Google will start paying select news publishers around the world for their content under a new licensing program.
The announcement comes after years of the tech giant pushing back against pressure from regulators and media owners to pay for news articles.
Under the new agreement, Google will pay publishers in Australia, Brazil and Germany for content on Google News and Discover, including paying for users to read paywalled articles on a publisher’s site in some cases.
The commercial details of the deal are not known. Industry insiders say major publishers, such as News Corp and Nine Entertainmnet, have yet to see the detail of the proposal.
However, Google is upbeat.
“This endeavor will diversify our support for news businesses today, building on the value we already provide through Search and our ongoing efforts with the Google News Initiative to help journalism thrive in the digital age,” Brad Bender, Google's vice-president for news, says.
“While we’ve previously funded high-quality content, this program is a significant step forward in how we will support the creation of this kind of journalism.
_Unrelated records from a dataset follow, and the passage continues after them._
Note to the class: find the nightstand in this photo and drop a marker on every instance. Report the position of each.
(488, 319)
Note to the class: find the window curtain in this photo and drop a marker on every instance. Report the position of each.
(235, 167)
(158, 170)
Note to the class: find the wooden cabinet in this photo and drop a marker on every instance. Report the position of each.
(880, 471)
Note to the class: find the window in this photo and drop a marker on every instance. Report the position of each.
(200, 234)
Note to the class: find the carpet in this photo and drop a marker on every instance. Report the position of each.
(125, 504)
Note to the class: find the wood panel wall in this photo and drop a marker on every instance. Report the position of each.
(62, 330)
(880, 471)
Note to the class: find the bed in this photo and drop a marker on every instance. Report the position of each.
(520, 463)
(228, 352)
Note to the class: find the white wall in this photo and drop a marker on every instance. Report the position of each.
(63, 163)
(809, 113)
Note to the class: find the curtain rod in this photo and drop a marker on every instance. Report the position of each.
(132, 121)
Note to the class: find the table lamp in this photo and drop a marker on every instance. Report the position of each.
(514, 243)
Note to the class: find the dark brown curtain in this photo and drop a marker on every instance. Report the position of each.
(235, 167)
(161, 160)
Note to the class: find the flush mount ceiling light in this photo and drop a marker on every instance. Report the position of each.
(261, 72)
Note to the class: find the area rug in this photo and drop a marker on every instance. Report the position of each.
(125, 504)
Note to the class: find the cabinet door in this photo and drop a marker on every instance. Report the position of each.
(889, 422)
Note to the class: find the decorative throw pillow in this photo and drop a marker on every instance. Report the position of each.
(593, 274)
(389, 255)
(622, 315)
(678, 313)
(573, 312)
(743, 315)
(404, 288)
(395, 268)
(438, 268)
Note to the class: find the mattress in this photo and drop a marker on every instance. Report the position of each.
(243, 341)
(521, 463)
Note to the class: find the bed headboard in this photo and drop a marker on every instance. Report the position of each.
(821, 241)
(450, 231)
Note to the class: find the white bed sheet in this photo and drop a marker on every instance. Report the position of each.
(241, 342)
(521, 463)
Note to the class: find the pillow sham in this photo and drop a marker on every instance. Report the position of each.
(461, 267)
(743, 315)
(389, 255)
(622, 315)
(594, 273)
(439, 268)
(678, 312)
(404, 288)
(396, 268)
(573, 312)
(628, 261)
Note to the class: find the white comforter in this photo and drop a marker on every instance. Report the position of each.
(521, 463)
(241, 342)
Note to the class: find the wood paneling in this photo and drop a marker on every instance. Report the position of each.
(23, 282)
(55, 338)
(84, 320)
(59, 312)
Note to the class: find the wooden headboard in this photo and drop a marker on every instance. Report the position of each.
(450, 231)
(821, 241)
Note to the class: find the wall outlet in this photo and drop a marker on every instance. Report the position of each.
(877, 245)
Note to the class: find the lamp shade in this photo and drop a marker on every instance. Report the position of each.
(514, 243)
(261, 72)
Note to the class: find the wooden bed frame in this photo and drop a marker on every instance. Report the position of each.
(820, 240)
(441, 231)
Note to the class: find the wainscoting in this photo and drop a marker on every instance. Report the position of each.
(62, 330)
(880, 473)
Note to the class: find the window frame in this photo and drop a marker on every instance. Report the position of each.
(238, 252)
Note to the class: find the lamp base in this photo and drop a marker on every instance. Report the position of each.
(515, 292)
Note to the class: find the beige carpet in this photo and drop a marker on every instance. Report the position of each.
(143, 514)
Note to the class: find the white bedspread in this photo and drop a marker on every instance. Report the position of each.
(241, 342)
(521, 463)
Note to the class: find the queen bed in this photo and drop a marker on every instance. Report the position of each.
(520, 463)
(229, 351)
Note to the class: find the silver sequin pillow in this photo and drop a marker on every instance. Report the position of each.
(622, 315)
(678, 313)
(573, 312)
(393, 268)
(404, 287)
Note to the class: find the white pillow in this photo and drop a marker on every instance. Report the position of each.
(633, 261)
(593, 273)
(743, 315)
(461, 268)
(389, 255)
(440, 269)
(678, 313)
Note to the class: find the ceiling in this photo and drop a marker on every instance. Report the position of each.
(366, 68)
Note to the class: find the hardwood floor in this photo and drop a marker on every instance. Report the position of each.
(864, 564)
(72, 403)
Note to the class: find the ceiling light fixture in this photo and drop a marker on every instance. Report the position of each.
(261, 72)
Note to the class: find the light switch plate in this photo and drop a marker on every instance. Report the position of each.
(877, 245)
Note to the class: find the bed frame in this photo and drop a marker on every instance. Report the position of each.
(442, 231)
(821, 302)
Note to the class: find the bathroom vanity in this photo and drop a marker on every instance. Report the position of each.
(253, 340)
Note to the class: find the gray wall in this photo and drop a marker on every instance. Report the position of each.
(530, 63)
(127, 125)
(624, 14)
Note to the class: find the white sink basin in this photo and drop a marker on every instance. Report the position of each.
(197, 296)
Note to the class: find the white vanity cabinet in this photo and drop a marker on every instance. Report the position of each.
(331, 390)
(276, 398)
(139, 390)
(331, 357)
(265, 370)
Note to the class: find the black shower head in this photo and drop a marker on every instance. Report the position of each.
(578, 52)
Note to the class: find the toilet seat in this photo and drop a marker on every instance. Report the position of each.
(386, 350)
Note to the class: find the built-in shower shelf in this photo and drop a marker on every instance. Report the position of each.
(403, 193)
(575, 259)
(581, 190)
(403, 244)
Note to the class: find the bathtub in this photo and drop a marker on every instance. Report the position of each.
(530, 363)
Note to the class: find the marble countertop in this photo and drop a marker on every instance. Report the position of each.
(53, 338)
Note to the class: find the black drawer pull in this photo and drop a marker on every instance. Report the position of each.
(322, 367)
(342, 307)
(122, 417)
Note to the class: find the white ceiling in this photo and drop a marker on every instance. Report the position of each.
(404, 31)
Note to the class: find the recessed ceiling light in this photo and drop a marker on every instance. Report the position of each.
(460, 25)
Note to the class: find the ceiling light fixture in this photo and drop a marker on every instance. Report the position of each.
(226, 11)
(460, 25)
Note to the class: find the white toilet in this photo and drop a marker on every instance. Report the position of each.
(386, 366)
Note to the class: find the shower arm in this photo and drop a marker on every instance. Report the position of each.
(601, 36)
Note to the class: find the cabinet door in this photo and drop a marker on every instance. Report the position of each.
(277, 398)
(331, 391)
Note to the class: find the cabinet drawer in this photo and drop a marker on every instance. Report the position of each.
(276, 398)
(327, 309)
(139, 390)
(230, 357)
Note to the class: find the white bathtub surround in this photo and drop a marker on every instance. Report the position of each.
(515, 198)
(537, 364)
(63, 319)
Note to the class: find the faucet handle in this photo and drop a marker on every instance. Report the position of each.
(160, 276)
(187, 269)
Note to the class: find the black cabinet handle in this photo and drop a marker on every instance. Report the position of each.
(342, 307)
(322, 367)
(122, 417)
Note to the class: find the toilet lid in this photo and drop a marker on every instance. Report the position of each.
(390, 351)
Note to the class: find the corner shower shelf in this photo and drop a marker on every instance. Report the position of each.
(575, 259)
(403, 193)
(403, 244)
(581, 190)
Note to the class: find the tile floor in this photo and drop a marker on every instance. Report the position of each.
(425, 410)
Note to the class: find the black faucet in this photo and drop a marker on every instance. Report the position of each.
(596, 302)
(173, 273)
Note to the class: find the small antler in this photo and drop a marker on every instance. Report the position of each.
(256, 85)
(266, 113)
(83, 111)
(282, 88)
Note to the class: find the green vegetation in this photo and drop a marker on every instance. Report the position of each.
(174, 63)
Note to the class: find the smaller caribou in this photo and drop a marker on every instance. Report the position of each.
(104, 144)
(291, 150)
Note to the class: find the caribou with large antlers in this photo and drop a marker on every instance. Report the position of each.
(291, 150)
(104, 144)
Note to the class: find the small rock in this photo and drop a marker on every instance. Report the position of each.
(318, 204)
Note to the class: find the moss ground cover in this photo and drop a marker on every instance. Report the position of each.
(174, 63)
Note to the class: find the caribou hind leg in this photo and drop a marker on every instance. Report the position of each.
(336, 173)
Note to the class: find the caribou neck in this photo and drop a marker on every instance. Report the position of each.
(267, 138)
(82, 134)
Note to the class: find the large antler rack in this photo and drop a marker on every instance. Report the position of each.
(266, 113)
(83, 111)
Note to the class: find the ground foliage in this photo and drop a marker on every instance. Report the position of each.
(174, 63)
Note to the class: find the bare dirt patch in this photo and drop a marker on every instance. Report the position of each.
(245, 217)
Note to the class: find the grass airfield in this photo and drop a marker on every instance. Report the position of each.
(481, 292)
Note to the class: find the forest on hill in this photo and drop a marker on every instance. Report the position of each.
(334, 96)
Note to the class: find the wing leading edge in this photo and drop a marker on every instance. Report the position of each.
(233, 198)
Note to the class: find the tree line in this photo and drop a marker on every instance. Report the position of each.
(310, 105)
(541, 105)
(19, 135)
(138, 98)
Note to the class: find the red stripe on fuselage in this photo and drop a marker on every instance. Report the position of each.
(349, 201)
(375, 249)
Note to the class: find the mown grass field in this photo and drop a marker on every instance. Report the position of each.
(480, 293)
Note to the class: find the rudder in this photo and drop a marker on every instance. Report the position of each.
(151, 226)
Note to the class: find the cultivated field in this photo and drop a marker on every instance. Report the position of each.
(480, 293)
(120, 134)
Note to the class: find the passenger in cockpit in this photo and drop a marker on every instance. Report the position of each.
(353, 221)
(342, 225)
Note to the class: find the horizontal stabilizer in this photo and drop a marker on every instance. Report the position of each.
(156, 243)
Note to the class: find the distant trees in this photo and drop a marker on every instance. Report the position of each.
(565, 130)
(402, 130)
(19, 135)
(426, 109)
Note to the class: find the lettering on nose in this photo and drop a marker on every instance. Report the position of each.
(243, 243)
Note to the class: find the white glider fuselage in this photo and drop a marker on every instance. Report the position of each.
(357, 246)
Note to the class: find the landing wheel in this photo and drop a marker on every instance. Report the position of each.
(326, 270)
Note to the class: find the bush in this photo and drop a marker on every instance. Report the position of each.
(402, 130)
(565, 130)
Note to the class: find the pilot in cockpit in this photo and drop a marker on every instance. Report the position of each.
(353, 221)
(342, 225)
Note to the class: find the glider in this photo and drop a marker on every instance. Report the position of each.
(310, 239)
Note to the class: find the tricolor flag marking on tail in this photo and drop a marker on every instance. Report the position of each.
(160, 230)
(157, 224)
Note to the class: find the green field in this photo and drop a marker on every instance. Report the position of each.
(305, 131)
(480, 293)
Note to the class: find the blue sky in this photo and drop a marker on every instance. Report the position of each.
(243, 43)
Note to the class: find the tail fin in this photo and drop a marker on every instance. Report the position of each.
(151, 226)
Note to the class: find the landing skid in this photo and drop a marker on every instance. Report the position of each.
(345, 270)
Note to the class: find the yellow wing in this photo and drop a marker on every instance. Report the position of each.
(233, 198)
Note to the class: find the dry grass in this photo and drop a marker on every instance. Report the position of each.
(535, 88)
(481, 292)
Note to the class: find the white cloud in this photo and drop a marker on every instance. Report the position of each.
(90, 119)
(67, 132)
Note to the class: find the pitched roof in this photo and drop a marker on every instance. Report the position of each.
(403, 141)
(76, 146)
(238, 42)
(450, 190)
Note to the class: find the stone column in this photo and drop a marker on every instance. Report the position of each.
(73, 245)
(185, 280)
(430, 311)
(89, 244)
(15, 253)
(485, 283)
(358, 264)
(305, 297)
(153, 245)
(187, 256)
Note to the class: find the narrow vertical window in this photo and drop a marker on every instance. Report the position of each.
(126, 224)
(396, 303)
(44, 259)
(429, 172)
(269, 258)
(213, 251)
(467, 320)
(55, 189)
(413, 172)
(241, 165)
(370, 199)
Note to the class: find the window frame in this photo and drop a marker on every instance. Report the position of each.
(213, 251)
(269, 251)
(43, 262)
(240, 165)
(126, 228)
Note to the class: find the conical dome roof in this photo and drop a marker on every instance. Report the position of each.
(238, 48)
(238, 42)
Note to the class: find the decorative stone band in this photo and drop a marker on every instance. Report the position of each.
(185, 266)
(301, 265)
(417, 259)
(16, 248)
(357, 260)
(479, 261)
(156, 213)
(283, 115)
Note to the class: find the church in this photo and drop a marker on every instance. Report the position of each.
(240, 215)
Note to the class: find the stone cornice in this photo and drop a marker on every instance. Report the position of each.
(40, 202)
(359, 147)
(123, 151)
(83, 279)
To start, we have signed partnerships with local and national publications in Germany, Australia and Brazil.”
The agreement from Google comes as the Australian Competition and Consumer Commission is due to reveal mandatory codes nxt month forcing the tech giants to pay local media companies for their content.
Locally, publishers Solstice Media, The Conversation and Schwartz Media are part of the deal, although financial details haven’t been revealed. An industry source says Google is also in advanced talks with Australian Community Media.
“We have been actively working with our publisher partners on this new product which will launch first on Google News and Discover,” Bender says.
“We are currently engaged in discussions with many more partners and plan to sign more in the coming months.”
The major Australian publishers believe Google Australia should be paying hundreds of millions of dollars for the use of premium content.
Michael Miller, executive chairman of News Corp Australasia, says it's difficult to avoid the conclusion that this is a politicised PR exercise.
“These deals show that Google is willing to negotiate directly with small publishers and that makes the work the ACCC is doing to frame a code of conduct that protects publishers in those negotiations more vital than ever. It must be made to negotiate on level terms with all genuine news publishers," he told The Australian.